If you merge all the time, you can find yourself in situations where you’d like to rebase but can’t for practical reasons. This isn’t really a weakness in git so much as the fact that rebasing is easier the closer it’s done to the actual commits. Rebasing your own commits a-la git pull --rebase is more or less the same difficulty as merging (most of the time).

However if you go back to rebase a sequence that has a bunch of merge commits in it, git-rebase will not be able to make use of any conflict resolution done in those merges. This is because the individual commits are replayed one by one in temporal order, which means conflicts that were resolved in later merges have to be re-resolved piece by piece.

Consider rebasing a long-lived topic branch back to master:

On the left you have a topic branch worked on by two people who were regularly merging. On the right you see the master branch which had it’s own line of development going on simultaneously. Now when it comes time to merge this branch down to master, you want to rebase and then delete it. The only problem is that as each commit is replayed, you hit every conflict that originally occurred and was resolved in those merge commits, except now these changes are potentially ancient history, and even if you were one to original do the merge you may not clearly remember the context of each individual commit.

If the two developers had done git pull --rebase every time, they would have resolved conflicts locally so that the later rebase to master would not have any old conflicts to resolve. In this case the conflicts were gnarly enough that rebasing was not practical. Once that happens then rebasing becomes impossible for any branch containing this sequence.

Of course eventually you expect to merge everything back to master and you get a clean slate, but the point is that little merges require bigger and bigger merges as a topic branch grows. Since you don’t necessarily know the life cycle of a topic branch when you start, keeping history clean is a smart hedge.

Conclusion

It took a couple years of daily git use on private projects but I’ve now come to believe that the benefits of a clean linear history outweigh the benefits of a perfect historical record. git-rebase maintains the commit dates also, so you can infer a good deal about the original history. An original history may give me a clue about what a developer was thinking at the time, but this is not necessarily of greater benefit than knowing in a clear order what changes were applied to the codebase. In the end a more powerful git-bisect is the trump card that puts me firmly in the camp of rebase, at least for private projects.

James Ferguson says…
December 1, 2010 at 8:53AM

Gabe,

You make some interesting points but I’d be interested to hear your take on gitguru’s approach:

http://gitguru.com/2009/02/03/rebase-v-merge-in-git/

Basically, he says rebase when bring in changes from parent branches (and presumably origin), but merge when pushing changes back to parent branches.

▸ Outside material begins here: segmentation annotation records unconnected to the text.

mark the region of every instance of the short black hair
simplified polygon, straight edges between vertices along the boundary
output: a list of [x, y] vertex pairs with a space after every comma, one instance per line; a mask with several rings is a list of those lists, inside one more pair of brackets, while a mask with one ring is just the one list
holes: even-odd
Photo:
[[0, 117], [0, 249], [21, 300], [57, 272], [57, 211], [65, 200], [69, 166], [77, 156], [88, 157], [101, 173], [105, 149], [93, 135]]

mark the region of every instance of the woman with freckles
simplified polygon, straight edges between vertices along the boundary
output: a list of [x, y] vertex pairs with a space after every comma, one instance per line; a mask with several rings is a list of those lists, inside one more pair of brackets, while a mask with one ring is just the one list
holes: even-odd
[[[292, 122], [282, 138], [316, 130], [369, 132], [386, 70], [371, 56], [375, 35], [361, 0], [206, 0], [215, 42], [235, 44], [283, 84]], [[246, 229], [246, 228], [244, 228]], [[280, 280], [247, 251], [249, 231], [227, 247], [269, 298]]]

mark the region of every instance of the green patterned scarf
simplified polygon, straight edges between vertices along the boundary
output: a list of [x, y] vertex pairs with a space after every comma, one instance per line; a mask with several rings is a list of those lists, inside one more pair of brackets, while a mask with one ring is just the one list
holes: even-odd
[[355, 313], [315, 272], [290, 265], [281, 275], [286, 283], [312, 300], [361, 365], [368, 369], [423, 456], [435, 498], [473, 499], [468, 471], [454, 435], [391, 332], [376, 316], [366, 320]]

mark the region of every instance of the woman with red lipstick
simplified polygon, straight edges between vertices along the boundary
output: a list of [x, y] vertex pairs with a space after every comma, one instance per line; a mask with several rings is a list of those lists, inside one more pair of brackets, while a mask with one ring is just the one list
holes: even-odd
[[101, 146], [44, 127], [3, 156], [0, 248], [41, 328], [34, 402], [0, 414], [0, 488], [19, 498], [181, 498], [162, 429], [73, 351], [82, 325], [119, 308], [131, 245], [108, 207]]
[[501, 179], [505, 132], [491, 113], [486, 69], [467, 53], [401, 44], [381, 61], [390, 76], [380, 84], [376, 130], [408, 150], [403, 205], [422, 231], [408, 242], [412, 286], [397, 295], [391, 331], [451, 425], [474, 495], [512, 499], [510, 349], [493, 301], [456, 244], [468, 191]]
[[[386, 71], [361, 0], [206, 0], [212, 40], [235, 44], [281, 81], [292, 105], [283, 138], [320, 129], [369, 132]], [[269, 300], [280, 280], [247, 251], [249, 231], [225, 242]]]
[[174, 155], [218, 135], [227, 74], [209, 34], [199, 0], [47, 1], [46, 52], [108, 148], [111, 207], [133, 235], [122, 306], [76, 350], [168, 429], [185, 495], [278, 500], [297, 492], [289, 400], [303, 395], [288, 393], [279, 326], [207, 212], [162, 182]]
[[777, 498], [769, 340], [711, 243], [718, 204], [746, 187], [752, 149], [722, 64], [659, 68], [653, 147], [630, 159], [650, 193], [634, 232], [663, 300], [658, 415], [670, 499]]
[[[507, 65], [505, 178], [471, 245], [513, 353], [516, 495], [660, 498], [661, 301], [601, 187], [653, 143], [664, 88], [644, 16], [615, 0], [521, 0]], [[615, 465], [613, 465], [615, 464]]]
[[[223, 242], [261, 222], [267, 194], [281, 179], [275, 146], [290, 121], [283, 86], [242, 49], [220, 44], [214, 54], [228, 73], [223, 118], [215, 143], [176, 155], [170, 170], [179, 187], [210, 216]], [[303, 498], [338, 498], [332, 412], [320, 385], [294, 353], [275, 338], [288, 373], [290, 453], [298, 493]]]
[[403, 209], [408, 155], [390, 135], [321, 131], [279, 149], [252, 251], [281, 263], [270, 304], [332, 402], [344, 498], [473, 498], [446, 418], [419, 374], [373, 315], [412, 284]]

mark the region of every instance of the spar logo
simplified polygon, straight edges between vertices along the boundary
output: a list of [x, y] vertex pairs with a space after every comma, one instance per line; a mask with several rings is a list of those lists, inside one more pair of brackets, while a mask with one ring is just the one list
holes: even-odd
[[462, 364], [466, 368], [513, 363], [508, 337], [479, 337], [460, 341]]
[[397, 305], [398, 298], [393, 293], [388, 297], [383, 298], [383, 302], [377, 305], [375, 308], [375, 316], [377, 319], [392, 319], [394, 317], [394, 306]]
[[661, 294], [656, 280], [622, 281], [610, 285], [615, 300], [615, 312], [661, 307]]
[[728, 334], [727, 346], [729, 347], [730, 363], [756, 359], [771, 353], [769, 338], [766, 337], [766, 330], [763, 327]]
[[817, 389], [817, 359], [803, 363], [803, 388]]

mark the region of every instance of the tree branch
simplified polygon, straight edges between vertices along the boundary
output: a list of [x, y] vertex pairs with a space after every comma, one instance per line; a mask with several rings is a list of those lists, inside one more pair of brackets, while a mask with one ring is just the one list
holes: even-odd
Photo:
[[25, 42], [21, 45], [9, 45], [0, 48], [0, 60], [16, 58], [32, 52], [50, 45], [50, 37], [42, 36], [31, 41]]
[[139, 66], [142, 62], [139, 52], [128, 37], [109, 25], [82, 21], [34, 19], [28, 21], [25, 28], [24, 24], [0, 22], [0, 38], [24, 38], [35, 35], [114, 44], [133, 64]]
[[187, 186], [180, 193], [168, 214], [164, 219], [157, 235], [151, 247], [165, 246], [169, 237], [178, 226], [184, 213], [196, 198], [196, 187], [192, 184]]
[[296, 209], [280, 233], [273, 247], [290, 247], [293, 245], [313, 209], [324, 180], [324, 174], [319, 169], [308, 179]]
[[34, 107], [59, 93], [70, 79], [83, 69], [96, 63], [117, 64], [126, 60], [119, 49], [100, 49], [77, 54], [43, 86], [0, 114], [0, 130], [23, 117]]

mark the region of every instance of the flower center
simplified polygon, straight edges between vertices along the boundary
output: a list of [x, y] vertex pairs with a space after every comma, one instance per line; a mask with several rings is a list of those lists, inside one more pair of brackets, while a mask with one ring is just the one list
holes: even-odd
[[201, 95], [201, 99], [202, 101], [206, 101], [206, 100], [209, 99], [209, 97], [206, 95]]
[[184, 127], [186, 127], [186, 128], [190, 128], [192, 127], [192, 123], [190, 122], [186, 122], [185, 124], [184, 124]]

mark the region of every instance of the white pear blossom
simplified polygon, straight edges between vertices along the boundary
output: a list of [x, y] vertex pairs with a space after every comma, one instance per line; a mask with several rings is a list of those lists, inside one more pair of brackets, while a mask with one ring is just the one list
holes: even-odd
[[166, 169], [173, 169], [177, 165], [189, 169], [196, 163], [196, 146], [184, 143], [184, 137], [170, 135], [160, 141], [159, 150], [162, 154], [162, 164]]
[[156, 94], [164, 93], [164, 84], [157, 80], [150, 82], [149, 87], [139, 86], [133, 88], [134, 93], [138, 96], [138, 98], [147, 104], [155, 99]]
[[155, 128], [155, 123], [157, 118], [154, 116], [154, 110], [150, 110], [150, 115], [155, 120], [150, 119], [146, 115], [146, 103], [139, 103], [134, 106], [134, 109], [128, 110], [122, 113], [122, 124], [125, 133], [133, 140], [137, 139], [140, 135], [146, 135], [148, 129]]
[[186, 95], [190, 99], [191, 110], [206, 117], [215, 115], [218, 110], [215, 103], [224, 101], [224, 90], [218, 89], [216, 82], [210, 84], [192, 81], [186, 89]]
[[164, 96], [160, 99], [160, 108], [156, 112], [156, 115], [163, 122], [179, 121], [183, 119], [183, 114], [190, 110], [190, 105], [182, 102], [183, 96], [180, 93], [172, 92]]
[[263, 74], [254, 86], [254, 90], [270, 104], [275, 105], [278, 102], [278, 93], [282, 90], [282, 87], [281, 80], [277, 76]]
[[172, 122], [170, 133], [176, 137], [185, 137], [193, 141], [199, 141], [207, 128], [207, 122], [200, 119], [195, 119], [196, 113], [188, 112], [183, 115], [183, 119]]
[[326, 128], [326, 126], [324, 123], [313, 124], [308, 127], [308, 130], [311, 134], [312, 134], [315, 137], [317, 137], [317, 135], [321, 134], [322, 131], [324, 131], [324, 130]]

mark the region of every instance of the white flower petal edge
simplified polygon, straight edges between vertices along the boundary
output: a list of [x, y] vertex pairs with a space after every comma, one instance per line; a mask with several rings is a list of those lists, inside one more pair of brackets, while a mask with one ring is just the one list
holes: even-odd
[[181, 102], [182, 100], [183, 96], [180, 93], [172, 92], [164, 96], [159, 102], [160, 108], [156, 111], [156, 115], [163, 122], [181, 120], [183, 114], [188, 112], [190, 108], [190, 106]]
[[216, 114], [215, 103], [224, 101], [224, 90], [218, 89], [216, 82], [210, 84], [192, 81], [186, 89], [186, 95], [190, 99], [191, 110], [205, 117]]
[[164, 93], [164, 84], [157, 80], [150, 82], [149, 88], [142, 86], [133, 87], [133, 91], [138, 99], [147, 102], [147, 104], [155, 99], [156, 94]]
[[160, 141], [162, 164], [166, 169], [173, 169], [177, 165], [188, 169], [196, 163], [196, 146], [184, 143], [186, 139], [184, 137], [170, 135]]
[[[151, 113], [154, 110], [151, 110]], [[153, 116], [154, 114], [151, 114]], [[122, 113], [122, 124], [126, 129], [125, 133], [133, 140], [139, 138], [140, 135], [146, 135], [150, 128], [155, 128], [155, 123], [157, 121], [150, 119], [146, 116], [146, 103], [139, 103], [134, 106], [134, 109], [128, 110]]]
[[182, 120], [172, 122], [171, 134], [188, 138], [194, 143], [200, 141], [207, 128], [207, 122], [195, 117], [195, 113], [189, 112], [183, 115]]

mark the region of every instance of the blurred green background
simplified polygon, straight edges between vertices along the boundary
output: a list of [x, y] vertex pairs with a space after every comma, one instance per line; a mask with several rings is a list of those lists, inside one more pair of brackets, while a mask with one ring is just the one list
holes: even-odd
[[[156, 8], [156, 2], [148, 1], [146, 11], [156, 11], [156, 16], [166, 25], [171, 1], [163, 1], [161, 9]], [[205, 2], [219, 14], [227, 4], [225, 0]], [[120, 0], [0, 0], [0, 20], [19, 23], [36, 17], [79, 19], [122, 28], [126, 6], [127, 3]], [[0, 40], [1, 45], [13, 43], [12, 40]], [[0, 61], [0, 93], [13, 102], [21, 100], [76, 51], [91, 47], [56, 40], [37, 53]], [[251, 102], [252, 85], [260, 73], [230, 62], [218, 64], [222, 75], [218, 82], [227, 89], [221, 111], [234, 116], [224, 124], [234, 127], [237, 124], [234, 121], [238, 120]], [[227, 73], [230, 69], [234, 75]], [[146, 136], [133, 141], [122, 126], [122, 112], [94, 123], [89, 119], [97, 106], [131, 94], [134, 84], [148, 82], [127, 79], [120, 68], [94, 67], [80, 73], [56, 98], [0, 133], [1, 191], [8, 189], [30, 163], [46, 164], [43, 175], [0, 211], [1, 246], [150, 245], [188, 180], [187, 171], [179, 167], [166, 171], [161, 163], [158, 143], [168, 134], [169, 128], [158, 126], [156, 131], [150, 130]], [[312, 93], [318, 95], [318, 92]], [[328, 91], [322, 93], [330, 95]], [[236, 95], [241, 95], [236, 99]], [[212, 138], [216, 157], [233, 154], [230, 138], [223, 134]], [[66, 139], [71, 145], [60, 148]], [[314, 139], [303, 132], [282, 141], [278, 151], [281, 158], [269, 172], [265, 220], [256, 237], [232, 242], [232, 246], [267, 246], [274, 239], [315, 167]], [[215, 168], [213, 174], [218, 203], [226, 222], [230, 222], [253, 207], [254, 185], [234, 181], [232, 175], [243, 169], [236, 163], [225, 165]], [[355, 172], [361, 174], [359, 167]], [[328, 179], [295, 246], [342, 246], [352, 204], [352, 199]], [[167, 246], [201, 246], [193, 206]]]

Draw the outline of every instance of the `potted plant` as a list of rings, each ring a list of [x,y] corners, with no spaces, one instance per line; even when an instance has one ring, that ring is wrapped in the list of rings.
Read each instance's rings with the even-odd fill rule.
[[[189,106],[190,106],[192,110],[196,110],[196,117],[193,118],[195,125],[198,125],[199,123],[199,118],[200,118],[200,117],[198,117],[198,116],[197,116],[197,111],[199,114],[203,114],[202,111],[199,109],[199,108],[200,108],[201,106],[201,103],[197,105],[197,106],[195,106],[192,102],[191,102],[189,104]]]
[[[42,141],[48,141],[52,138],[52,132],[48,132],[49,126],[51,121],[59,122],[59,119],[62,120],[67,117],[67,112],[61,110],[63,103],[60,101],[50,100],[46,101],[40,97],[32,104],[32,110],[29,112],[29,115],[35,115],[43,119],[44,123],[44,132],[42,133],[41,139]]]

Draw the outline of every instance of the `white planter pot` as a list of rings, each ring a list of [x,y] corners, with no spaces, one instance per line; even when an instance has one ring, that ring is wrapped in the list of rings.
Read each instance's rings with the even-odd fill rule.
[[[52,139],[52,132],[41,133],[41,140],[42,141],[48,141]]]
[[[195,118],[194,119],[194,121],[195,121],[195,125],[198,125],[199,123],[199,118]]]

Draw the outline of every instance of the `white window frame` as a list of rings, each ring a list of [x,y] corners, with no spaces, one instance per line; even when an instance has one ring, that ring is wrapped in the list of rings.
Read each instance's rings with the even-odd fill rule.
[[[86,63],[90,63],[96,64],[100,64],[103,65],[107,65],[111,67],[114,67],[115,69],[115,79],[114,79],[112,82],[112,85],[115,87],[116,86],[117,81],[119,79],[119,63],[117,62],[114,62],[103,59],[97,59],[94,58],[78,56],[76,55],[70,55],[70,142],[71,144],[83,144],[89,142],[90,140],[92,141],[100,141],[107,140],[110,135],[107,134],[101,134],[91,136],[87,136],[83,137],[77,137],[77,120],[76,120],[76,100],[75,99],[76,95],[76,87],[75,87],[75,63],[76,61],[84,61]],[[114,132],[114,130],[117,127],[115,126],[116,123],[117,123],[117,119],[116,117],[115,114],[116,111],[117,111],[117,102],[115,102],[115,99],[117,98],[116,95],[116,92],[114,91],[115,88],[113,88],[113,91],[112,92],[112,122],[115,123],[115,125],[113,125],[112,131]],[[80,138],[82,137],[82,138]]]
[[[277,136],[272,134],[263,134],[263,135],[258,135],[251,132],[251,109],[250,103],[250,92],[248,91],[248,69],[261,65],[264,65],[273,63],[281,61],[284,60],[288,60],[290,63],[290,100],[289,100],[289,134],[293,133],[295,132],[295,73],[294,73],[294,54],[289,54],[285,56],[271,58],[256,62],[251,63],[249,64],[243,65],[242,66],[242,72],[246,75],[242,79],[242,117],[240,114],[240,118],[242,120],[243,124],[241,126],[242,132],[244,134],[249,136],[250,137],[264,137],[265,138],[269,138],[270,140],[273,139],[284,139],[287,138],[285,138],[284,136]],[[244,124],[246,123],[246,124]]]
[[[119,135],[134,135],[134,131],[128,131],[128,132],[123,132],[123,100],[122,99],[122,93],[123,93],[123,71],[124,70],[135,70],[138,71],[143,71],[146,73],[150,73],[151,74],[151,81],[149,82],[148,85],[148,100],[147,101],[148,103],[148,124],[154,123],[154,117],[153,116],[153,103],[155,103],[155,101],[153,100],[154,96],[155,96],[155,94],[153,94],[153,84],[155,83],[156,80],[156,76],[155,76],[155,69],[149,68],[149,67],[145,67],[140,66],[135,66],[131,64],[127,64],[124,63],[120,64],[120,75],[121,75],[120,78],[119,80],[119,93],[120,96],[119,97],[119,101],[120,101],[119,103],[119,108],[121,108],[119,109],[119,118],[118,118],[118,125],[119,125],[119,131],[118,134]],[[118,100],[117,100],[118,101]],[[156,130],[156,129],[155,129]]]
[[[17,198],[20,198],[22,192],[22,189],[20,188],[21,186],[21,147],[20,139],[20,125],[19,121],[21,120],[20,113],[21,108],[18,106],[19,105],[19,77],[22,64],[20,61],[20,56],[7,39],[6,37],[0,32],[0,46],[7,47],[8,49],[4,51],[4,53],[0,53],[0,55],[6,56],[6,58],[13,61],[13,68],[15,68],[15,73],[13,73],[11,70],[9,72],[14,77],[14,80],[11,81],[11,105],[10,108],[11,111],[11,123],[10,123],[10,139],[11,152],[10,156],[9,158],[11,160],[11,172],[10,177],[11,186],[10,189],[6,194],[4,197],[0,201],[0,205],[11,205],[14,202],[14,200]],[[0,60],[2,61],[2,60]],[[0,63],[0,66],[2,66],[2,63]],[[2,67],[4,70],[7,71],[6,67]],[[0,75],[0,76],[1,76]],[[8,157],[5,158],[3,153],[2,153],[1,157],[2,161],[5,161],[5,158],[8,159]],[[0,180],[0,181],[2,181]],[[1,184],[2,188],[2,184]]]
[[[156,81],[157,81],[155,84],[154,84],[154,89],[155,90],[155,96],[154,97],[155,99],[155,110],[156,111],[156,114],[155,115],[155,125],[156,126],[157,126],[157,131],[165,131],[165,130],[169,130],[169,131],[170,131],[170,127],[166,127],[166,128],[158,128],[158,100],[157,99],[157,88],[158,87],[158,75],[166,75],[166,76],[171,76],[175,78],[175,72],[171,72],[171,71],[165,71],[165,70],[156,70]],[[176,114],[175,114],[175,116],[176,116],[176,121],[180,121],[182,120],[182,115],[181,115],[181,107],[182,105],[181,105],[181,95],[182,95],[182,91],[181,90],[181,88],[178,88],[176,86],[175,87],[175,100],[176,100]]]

Also, it’d really help to understand this whole debate if you could give an example of one of these ‘huge’ commits. Do you mean all the code to resolve merge conflicts?

James

Wade says…
December 26, 2011 at 7:11AM

I agree with James. My strategy is to rebase onto my feature branches, but merge when going from my feature back to a mainline branch. While the history is certainly not as linear, that’s not an issue since I want to see the merge commits so I can know the source for all the new code in my mainline branch.